Tuesday, March 3, 2015

Lemon Bread

This is a very good lemon bread that doesn’t take a lot of work. I like to serve it with fresh sliced strawberries or fresh-frozen strawberries spooned over the slice. We have a couple of bags of fresh-frozen raspberries left in the freezer. I believe tonight’s lemon bread will have them spooned over it!

1/2 cup butter
1 cup sugar
2 eggs
1/2 cup milk
1 1/2 cups all-purpose flour
1 teaspoon baking powder
1/2 teaspoon salt
1 lemon, rind of
1 lemon, juice of
1⁄4 cup sugar
In a large bowl, cream butter and sugar. Add eggs, one at a time, beating until creamy. Blend in milk.
In another bowl, mix together flour, baking powder, salt and lemon rind.
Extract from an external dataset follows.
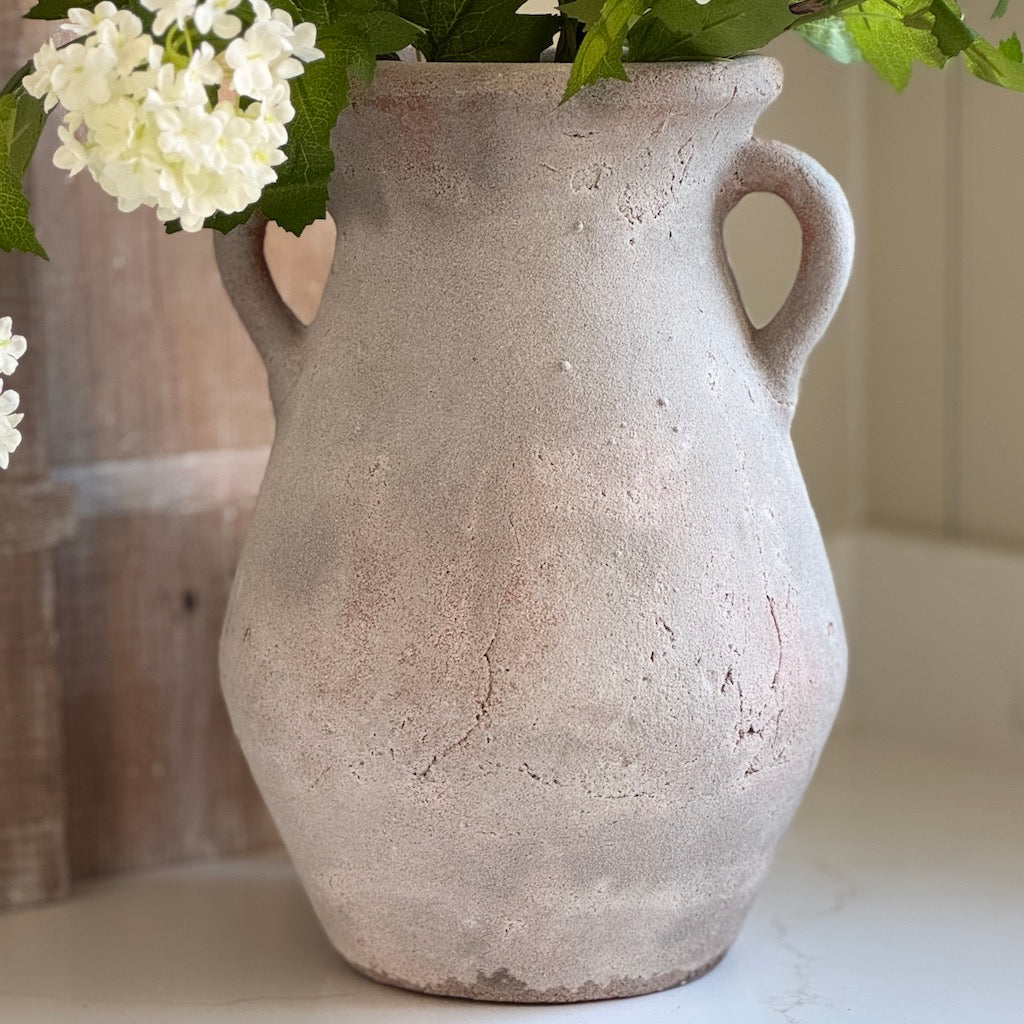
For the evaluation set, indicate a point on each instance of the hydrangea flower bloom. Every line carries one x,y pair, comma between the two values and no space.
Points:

Pour into batter. Stir to moisten.
Scrape into greased 9 x 5 inch loaf pan.
Bake in 350f degree oven for 55 to 60 minutes.
Cool in pan for 5 minutes.
Remove to rack and while still hot, with a toothpick poke holes all over the top of the loaf, and spoon glaze evenly over. Cool.
Combine lemon juice and sugar in saucepan. Stir and heat till sugar is dissolved. Spoon evenly over top of hot loaf.